Debbie Lum’s Try Harder from Greenwich Entertainment grossed $25,232 in five locations in NY, LA and SF for a PTA of $5,046. Greenwich said the doc will have the highest or second-highest grosses in all its theaters and should eclipse a $10,000 PTA at the Union Square in NYC and the Regal Stonestown in SF. About a senior class at a high achieving high school in San Francisco navigates the college application process, it premiered at Sundance earlier this year and has glowing review (at 97% with Rotten Tomatoes critics).
Circle Collective opened Michael Bilandic’s Project Space 13 this weekend at the Roxy Cinema in NYC tied to a retrospective of his previous three films to $3,000 debut. The Roxy programmed single nightly showtimes for the new satire from the NYC underground filmmaker and his longtime collaborator, cinematographer Sean Price Williams.
Specialty films, which can run one in one theater or 1,000, have been in slow Covid recovery mode but there have been green shoots recently and good news this weekend is that the Omicron variant doesn’t appear to be stomping them down — or not yet. “The market is still in recovery, but if there is an impact, we haven’t seen it,” said one specialty exec. “Everyone’s wary and keeping an eye out, but no,” said another.
Take Fathom’s alternative engagement Christmas with The Chosen: The Messengers. Released Wednesday, it surged to a weekend gross of $4.1M in 1,700 locations for a PTA of $2,412 and a cume through Sunday of $9M – making it the top grossing and highest attended event in Fathom’s history.
“We knew we had something special with this title,” said Ray Nutt, CEO of Fathom Events. “We are grateful for the passionate fans of The Chosen and our exhibitor partners who accommodated demand by adding showtimes and locations.”
The event also set a Fathom record for fastest out-of-the-gate sales with $1.5 million in its first 12 hours of availability, indicating “people will indeed go to the theater for a project they’re passionate about,” said Chosen creator, writer and director Dallas Jenkins.
The title is produced by Angel Studios based on its crowd-funded hit streaming series, The Chosen, that follows the events surrounding the birth of Jesus from the perspective of Mary and Joseph. Fathom Events (the alternative content distributor controlled by AMC, Cinemark and Regal) initially planned it as a two day release on 12/1-12/2 but the title performed so well it’s been extended through 12/13 with a wider run.

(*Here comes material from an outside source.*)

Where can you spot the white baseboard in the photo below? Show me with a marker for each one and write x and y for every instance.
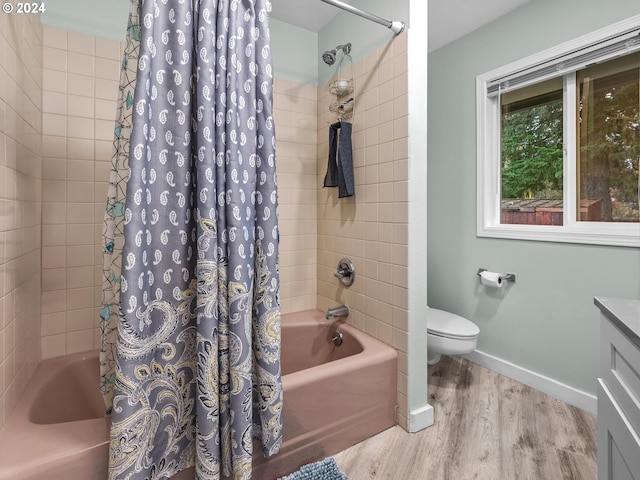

Even Wall Street took note. “These numbers seem notable considering very little traditional marketing for The Chosen – which may suggest a willingness to come out to theaters for the right content,” said Meghan Durkin, an analyst with Credit Suisse. The film was also “a much-needed surprise” hit to kick off December in the midst of a traditional lull before key holiday releases. Durkin sees the The Chosen as the second positive indication — the first being massive ticket presales for Spider Man: No Way Home — that holiday moviegoing may slip by Omicron.
Faith Media Distribution’s True To The Game 3, the third installment of the series based on the Teri Woods novel, grossed an estimated $623,529 for the weekend with a PTA of $1,417 in 440 theaters. Directed by David Wolfgang.
Another notable holdover includes United Artists Releasing’s Licorice Pizza from Paul Thomas Anderson, grossing an estimated $223,328 in week two in four theaters for a PTA of $55,832 and a cume through Sunday of $761k. Film follows Alana Kane and Gary Valentine growing up and falling in love in the San Fernando Valley in the early 1970s. Staring Cooper Hoffman, Alana Haim, Sean Penn, Tom Waits, Bradley Cooper and Benny Safdie.